In [None]:
# Import required libraries
import pandas as pd
import numpy as np
import matplotlib.pyplot as plt
import seaborn as sns
from sklearn.model_selection import StratifiedKFold, train_test_split
from sklearn.metrics import roc_auc_score, classification_report, confusion_matrix
import warnings
warnings.filterwarnings('ignore')

# Suppress TensorFlow warnings
import os
os.environ['TF_CPP_MIN_LOG_LEVEL'] = '3'

# Transformers and PyTorch
import torch
from torch.utils.data import Dataset, DataLoader
from torch.optim import AdamW
from transformers import (
    DistilBertTokenizer, 
    DistilBertForSequenceClassification,
    get_linear_schedule_with_warmup
)
from tqdm.auto import tqdm

print('Libraries imported successfully!')
print(f'PyTorch version: {torch.__version__}')
print(f'CUDA available: {torch.cuda.is_available()}')

In [None]:
# Load competition data
train_df = pd.read_csv('/kaggle/input/mercor-ai-detection/train.csv')
test_df = pd.read_csv('/kaggle/input/mercor-ai-detection/test.csv')
sample_sub = pd.read_csv('/kaggle/input/mercor-ai-detection/sample_submission.csv')

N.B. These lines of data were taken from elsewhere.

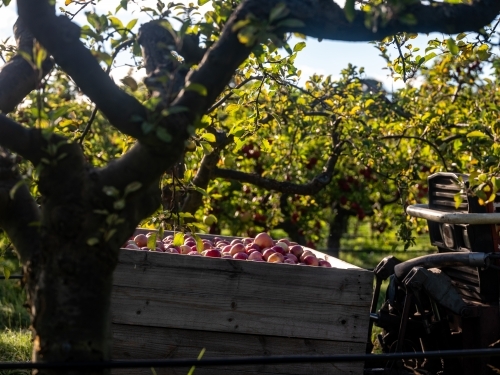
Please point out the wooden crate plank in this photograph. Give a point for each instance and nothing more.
(174, 291)
(253, 315)
(136, 342)
(183, 273)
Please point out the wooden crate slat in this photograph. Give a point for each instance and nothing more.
(278, 317)
(232, 277)
(134, 342)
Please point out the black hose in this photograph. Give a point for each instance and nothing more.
(440, 261)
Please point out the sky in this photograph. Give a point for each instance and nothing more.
(326, 57)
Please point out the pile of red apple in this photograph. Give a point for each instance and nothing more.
(262, 248)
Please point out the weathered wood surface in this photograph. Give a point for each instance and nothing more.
(224, 295)
(131, 342)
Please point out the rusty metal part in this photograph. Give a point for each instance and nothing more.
(442, 260)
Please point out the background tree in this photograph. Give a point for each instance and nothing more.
(75, 206)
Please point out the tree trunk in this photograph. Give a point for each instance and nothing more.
(71, 306)
(338, 227)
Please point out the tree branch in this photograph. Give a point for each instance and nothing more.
(205, 174)
(23, 141)
(310, 188)
(20, 215)
(61, 38)
(443, 160)
(17, 77)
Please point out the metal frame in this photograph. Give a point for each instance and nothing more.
(424, 212)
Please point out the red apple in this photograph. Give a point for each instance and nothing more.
(279, 249)
(264, 240)
(285, 240)
(324, 263)
(185, 249)
(212, 253)
(283, 245)
(252, 246)
(190, 243)
(247, 241)
(310, 260)
(141, 240)
(276, 258)
(267, 253)
(255, 255)
(240, 256)
(237, 248)
(296, 250)
(306, 253)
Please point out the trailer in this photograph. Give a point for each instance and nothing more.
(167, 306)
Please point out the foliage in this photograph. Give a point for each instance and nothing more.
(285, 130)
(15, 346)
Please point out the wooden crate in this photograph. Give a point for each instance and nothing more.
(172, 306)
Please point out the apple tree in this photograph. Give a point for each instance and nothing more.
(67, 206)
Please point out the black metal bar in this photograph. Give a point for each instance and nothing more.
(373, 309)
(251, 360)
(13, 277)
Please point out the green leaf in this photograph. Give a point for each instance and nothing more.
(199, 243)
(111, 191)
(152, 241)
(178, 239)
(279, 11)
(476, 133)
(116, 22)
(452, 46)
(299, 46)
(174, 110)
(207, 148)
(92, 241)
(458, 199)
(119, 204)
(163, 134)
(133, 186)
(291, 22)
(349, 10)
(12, 191)
(110, 234)
(198, 88)
(130, 82)
(131, 24)
(201, 191)
(209, 137)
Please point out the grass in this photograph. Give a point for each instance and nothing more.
(15, 338)
(360, 247)
(13, 314)
(15, 346)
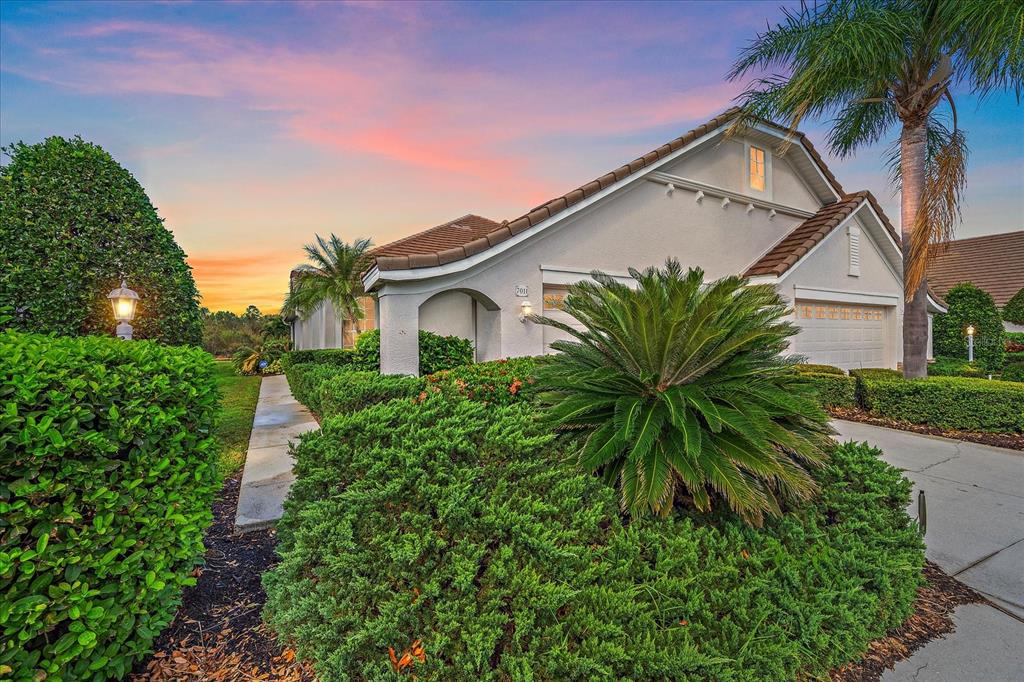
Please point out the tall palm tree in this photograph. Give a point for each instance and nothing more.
(331, 275)
(871, 65)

# Load large AI/Human dataset
dataset2 = pd.read_csv("/kaggle/input/ai-vs-human-text/AI_Human.csv")

print(f"Competition train shape: {train_df.shape}")
print(f"Competition test shape: {test_df.shape}")
print(f"AI/Human dataset shape: {dataset2.shape}")

print("\nAI/Human dataset preview:")
print(dataset2.head())
print("\nAI/Human label distribution:")
print(dataset2['generated'].value_counts())
print(dataset2['generated'].value_counts(normalize=True))

In [None]:
from sklearn.utils import resample

# Prepare large dataset
X_large = dataset2['text'].values
y_large = dataset2['generated'].values.astype(int)

print("="*60)
print("Original Dataset Distribution")
print("="*60)
print(f"Total samples: {len(X_large)}")
print(f"AI-generated: {sum(y_large)} ({sum(y_large)/len(y_large)*100:.2f}%)")
print(f"Human-written: {len(y_large)-sum(y_large)} ({(len(y_large)-sum(y_large))/len(y_large)*100:.2f}%)")

print("\n" + "="*60)
print("Balancing Dataset - Undersampling")
print("="*60)

# Separate by class
human_mask = y_large == 0
ai_mask = y_large == 1

X_human = X_large[human_mask]
X_ai = X_large[ai_mask]

print(f"\nBefore balancing:")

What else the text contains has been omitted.